Incredible Alk schrieb:


> Wir haben (nach meinem letzten Kenntnisstand) nicht die Kapazitäten, um mehrere GB an Daten einer breiten Download-Öffentlichkeit zugänglich zu machen (und dafür zusätzlich Geld ausgeben im Sinne von flotterem Serverspace dafür mieten ist wohl auch nicht der Plan) was der Grund für die Datenträgerversion ist bzw. der Grund warum wir generell keinen "Downloadbereich" für irgendwas (größeres) haben.
> 
> Sofern ich mich da irre möge ein mehr wissender Red/Admin mich korrigieren^^
> 
> ...



Okay, danke für einleuchtende und informative Antwort. Dann werde ich wohl zur DVD Variante greifen.  Und mir fällt gerade ein das ich noch nen altes Notebook mit Laufwerk rumfliegen haben, dann kann ich das Ganze ja auf nen Stick kopieren für meine privaten Zwecke am Hauptrechner durchlesen.

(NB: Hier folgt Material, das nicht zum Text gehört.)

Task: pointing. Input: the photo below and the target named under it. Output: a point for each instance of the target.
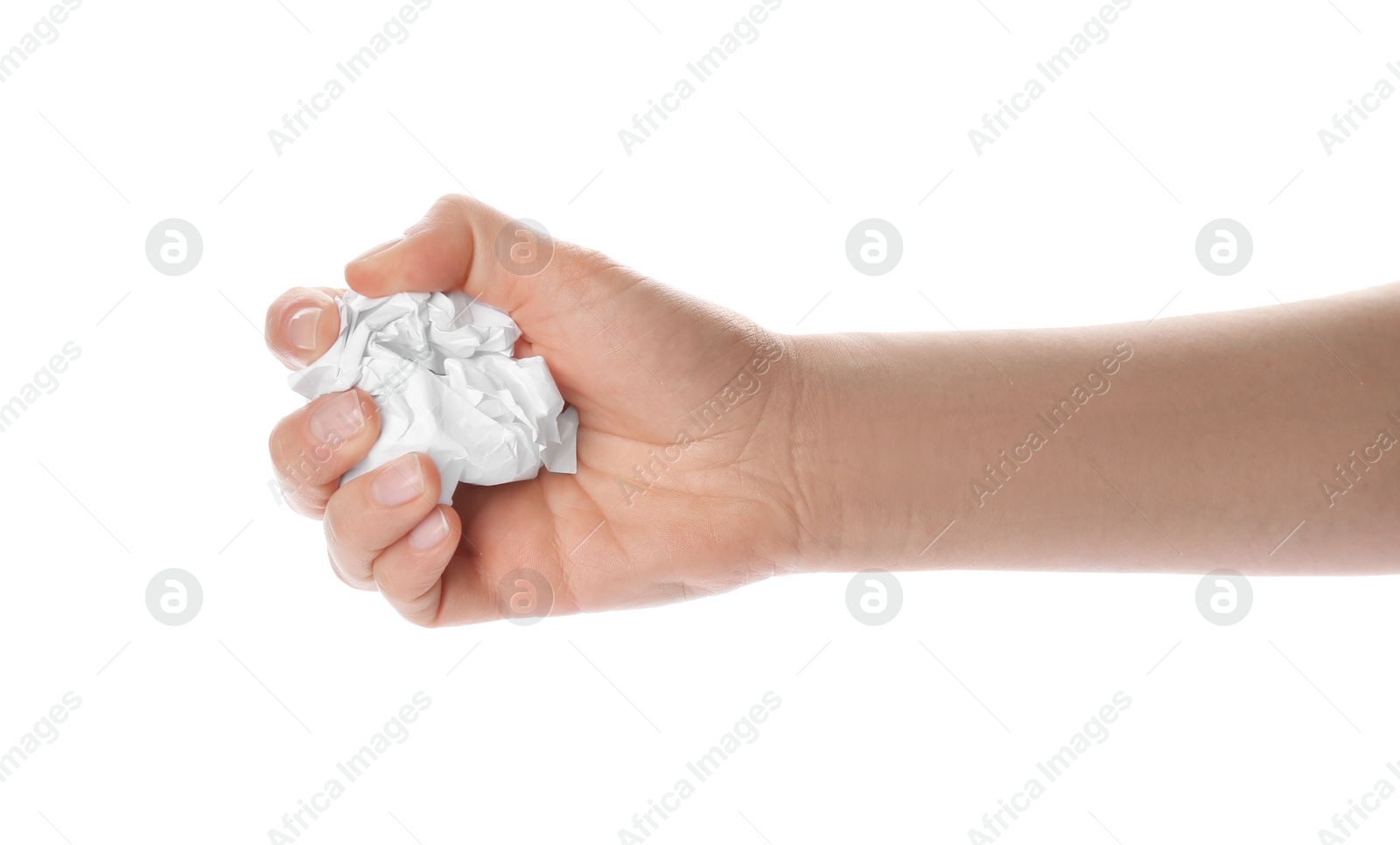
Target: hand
(683, 485)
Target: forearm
(1182, 445)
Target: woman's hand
(686, 422)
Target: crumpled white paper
(441, 371)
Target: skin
(713, 452)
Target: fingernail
(430, 532)
(374, 251)
(301, 329)
(338, 420)
(399, 481)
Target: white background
(151, 453)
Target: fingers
(314, 445)
(375, 511)
(301, 325)
(458, 245)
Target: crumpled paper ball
(441, 370)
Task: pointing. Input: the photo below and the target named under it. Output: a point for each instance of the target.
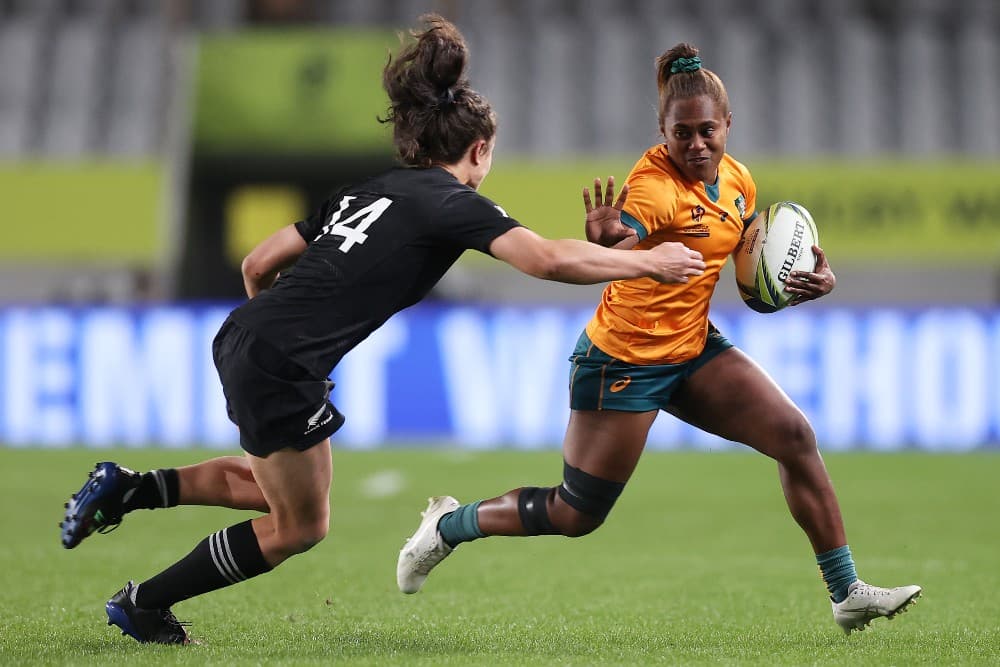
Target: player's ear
(479, 150)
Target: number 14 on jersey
(362, 219)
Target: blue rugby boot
(156, 626)
(99, 505)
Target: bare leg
(731, 396)
(296, 488)
(226, 481)
(605, 444)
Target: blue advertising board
(492, 376)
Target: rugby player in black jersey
(369, 252)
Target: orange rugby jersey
(642, 321)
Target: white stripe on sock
(229, 553)
(223, 569)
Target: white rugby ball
(777, 242)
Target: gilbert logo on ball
(778, 241)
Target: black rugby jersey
(374, 249)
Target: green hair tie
(685, 65)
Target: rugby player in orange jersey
(651, 347)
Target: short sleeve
(651, 204)
(474, 222)
(310, 228)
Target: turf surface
(698, 564)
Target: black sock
(157, 488)
(221, 559)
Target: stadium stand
(856, 79)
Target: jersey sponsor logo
(618, 385)
(696, 230)
(320, 418)
(741, 205)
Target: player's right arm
(603, 224)
(278, 251)
(582, 263)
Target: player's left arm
(809, 285)
(278, 251)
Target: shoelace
(868, 589)
(431, 557)
(176, 627)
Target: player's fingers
(622, 196)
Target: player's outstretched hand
(604, 223)
(806, 285)
(676, 263)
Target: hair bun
(679, 65)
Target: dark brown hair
(679, 75)
(435, 114)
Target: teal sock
(837, 568)
(462, 525)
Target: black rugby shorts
(275, 402)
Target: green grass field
(698, 564)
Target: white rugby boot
(864, 603)
(425, 548)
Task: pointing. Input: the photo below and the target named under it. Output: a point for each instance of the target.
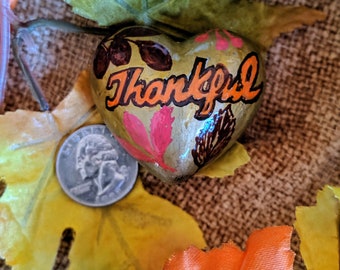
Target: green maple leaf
(256, 21)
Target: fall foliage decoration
(34, 210)
(266, 249)
(318, 228)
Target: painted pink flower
(149, 148)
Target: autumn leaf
(266, 249)
(318, 229)
(256, 21)
(34, 210)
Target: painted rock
(176, 106)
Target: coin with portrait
(93, 169)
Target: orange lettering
(203, 87)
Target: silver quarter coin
(93, 169)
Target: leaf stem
(4, 46)
(19, 38)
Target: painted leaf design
(318, 229)
(120, 52)
(154, 54)
(101, 61)
(266, 249)
(152, 149)
(214, 137)
(183, 18)
(137, 131)
(34, 210)
(161, 130)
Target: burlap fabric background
(293, 142)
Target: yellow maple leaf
(138, 232)
(318, 229)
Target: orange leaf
(266, 249)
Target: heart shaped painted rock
(176, 106)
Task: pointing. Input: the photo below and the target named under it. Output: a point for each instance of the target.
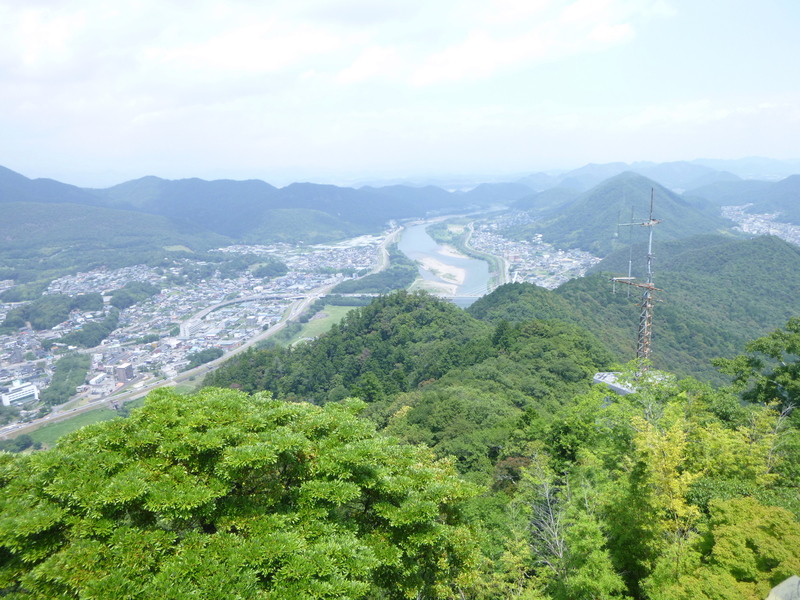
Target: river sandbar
(449, 273)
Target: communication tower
(645, 335)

Nachtrag: So ist geordert, auf jeden Fall ne echt schöne Aktion!


----------



## TurricanVeteran (14. November 2021)

Incredible Alk schrieb:


> Wir haben (nach meinem letzten Kenntnisstand) nicht die Kapazitäten, um mehrere GB an Daten einer breiten Download-Öffentlichkeit zugänglich zu machen (und dafür zusätzlich Geld ausgeben im Sinne von flotterem Serverspace dafür mieten ist wohl auch nicht der Plan) was der Grund für die Datenträgerversion ist bzw. der Grund warum wir generell keinen "Downloadbereich" für irgendwas (größeres) haben.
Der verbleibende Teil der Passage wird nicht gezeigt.